Returns future that resolves to None.

register_json(globally=False, loads=None)

Create and register typecasters converting json type to Python objects.

More information on the json datatype can be found on the Psycopg2 documentation.

Parameters:
  • globally (boolean) – Register the adapter globally, not only on this connection.
  • loads (function) – The function used to parse the data into a Python object. If None use json.loads(), where json is the module chosen according to the Python version. See psycopg2.extra docs.

Returns future that resolves to None.

transaction(statements, cursor_factory=None, auto_rollback=True)

Run a sequence of SQL queries in a database transaction.

Parameters:
  • statements (tuple/list) –

    List or tuple containing SQL queries with or without parameters. An item can be a string (SQL query without parameters) or a tuple/list with two items, an SQL query and a tuple/list/dict with parameters.

    See Passing parameters to SQL queries for more information.

  • cursor_factory – The cursor_factory argument can be used to create non-standard cursors. The class returned must be a subclass of psycopg2.extensions.cursor. See Connection and cursor factories for details. Defaults to None.
  • auto_rollback (bool) – If one of the transaction statements fails, try to automatically execute ROLLBACK to abort the transaction. If ROLLBACK fails, it would not be raised, but only logged.

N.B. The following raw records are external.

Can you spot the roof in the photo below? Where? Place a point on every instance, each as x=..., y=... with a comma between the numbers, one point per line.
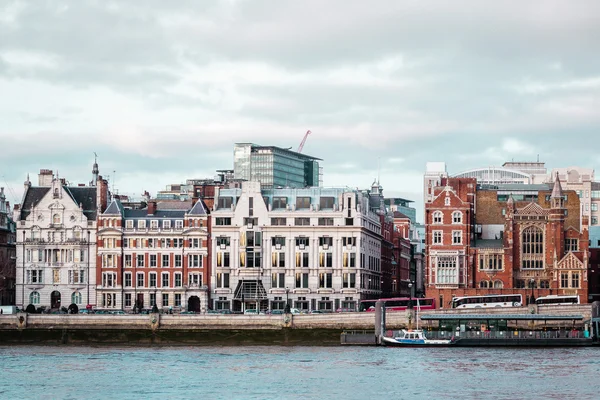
x=33, y=195
x=489, y=243
x=198, y=209
x=114, y=208
x=495, y=317
x=81, y=195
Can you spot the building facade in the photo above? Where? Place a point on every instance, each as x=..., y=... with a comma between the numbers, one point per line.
x=312, y=248
x=7, y=253
x=539, y=249
x=56, y=242
x=153, y=257
x=275, y=167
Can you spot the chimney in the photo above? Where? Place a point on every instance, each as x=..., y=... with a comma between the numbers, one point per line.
x=151, y=207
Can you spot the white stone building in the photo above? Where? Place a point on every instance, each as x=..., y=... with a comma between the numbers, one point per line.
x=315, y=248
x=56, y=236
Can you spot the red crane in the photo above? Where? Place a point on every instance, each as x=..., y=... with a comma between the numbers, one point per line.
x=303, y=141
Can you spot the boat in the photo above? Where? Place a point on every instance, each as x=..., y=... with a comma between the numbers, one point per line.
x=413, y=337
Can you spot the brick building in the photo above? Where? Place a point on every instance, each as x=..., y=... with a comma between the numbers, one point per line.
x=482, y=241
x=152, y=256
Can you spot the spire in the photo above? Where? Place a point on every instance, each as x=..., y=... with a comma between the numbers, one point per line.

Returns future that resolves to list of cursors. Each cursor contains the result of the corresponding transaction statement.

momoko.connect(*args, **kwargs)

Connection factory. See momoko.Connection() for documentation about the parameters.

Returns future that resolves to momoko.Connection() object or raises exception.

Exceptions

class momoko.PoolError

Raised when something goes wrong in the connection pool.

class momoko.PartiallyConnectedError

Raised when momoko.Pool() can not initialize all of the requested connections.